Come già accennato, uno dei fenomeni che più distintamente hanno caratterizzato le dinamiche di sviluppo economico mondiale nel 1994 è stato il rilancio del commercio internazionale. Anzi, proprio la crescita del flusso di scambi commerciali sembra essere il motore propulsivo della ripresa. D'altronde questo rilancio è tanto la conseguenza quanto la causa dell'organizzazione in aree regionali di libero scambio di un gran numero di paesi: la chiara percezione dell'importanza dell'integrazione commerciale nel favorire l'allargamento delle prospettive di competitività delle economie nazionali ha prodotto nello scorso anno un fiorire di iniziative regionali, tese a favorire la costituzione e la rivitalizzazione di aree economiche integrate, unioni commerciali, unioni doganali e accordi di libero scambio tra paesi contigui e affini per cultura o per grado di sviluppo economico.

Tab. 2 - LE AREE DI LIBERO SCAMBIO

NAFTA - North American Free Trade Agreement
Stati Uniti, Canada, Messico
Candidato :Cile

MERCOSUR - Mercado Comun do Cono Sud
Brasile, Argentina, Uruguay, Paraguay
Candidato :Cile

G3 Gruppo dei Tre
Messico, Colombia, Venezuela

Patto Andino
Bolivia, Colombia, Ecuador, Perù, Venezuela

CACM Mercato Comune Centro Americano
Costa Rica, El Salvador, Guatemala, Honduras, Nicaragua, Panama

CARICOM - Comunità e Mercato Comune dei Caraibi
Antigua e Barbuda, Bahama, Barbados, Belize, Dominica, Giamaica, Grenada, Guyana, Montserrat, Saint Kitts e Nevis, Saint Lucia, Saint Vincent e Grenadine, Trinidad e Tobago

ASEAN - Association of South East Asian Nations
Brunei, Indonesia, Malaysia, Filippine, Singapore, Thailandia

APEC - Asia-Pacific Economic Cooperation
Australia, Brunei, Canada, Cile, Cina, Corea del Sud, Filippine, Giappone, Hong Kong, Indonesia, Malaysia, Messico, Nuova Guinea, Singapore, Stati Uniti, Thailandia, Taiwan. In attesa: India, Vietnam, Russia.

UE - Unione Europea
Austria, Belgio, Danimarca, Finlandia, Francia, Germania, Grecia, Italia, Irlanda, Lussemburgo, Paesi Bassi, Portogallo, Regno Unito, Spagna, Svezia.

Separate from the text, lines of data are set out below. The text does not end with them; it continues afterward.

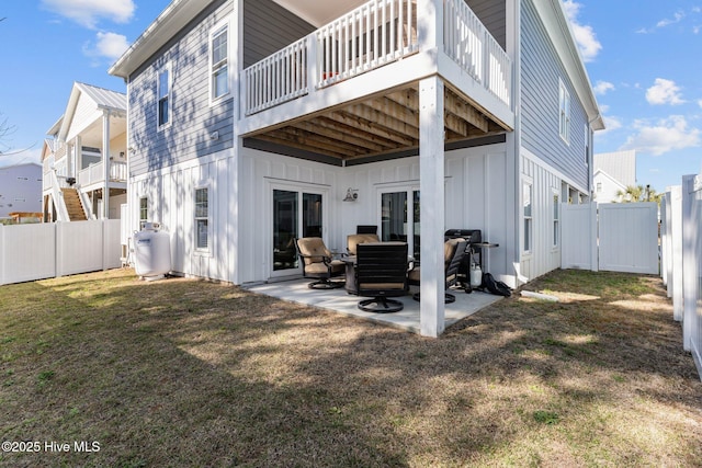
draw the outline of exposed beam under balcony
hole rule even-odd
[[[510,130],[449,85],[444,110],[446,144]],[[418,85],[299,117],[248,137],[343,161],[412,151],[419,147]]]

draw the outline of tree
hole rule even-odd
[[[663,194],[656,193],[656,190],[650,185],[626,185],[626,190],[616,191],[616,196],[622,199],[622,203],[641,203],[641,202],[656,202],[660,203]]]

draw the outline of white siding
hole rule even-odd
[[[161,229],[171,236],[174,272],[220,281],[233,277],[234,259],[229,254],[233,161],[231,151],[224,151],[132,179],[129,231],[139,228],[139,198],[147,197],[148,220],[160,222]],[[208,189],[208,253],[195,251],[194,196],[200,187]]]

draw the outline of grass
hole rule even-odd
[[[71,450],[0,466],[701,466],[702,384],[660,281],[528,287],[561,301],[514,295],[432,340],[129,270],[2,286],[2,440]]]

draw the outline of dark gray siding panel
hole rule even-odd
[[[272,0],[245,1],[244,67],[250,67],[315,30]]]
[[[231,13],[219,0],[145,64],[129,82],[129,153],[134,175],[158,170],[234,145],[234,96],[210,104],[208,41],[211,28]],[[231,25],[234,27],[235,24]],[[230,32],[230,41],[236,32]],[[159,129],[156,118],[157,78],[171,70],[171,125]],[[211,136],[218,133],[218,138]]]
[[[507,48],[507,10],[505,0],[466,0],[471,10],[497,39],[503,49]]]
[[[531,0],[522,3],[521,22],[522,145],[587,187],[587,114]],[[570,93],[569,145],[558,134],[558,79]]]

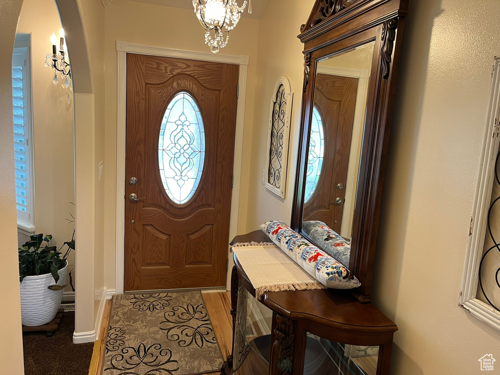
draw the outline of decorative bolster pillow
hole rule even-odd
[[[322,222],[310,220],[302,223],[302,230],[327,254],[333,256],[344,266],[349,266],[350,245]]]
[[[264,222],[260,229],[308,274],[326,286],[352,289],[361,285],[348,268],[283,222]]]

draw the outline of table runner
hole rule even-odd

EFTA - European Free Trade Association
Islanda, Norvegia, Svizzera (fino al 31.12.1994 anche Austria, Finlandia, Svezia che fanno ora parte dell'UE)

Le aree di libero scambio sono oggi piuttosto numerose (tab. 2), e molto spesso esse si integrano vicendevolmente o si intersecano. Numerosi analisti prevedono che nel volgere di pochi decenni (o forse anche in tempi più brevi) la neonata Organizzazione Mondiale del Commercio (OMC) costituirà la struttura nella quale tutte queste organizzazioni si fonderanno. Lo stesso Direttore generale della OMC, del resto, ha sostenuto che questo proliferare di accordi particolari non costituisce un ostacolo al libero commercio, ma crea, anzi, le condizioni per ulteriori riforme che vadano in direzione della più ampia liberalizzazione degli scambi.

Salvo il presentarsi di nuove forme di protezionismo non tariffario (come l'applicazione di arbitrarie procedure "anti-dumping", di norme tecniche, ecologiche, sanitarie) questa dovrebbe effettivamente essere la futura linea di sviluppo per questi mercati.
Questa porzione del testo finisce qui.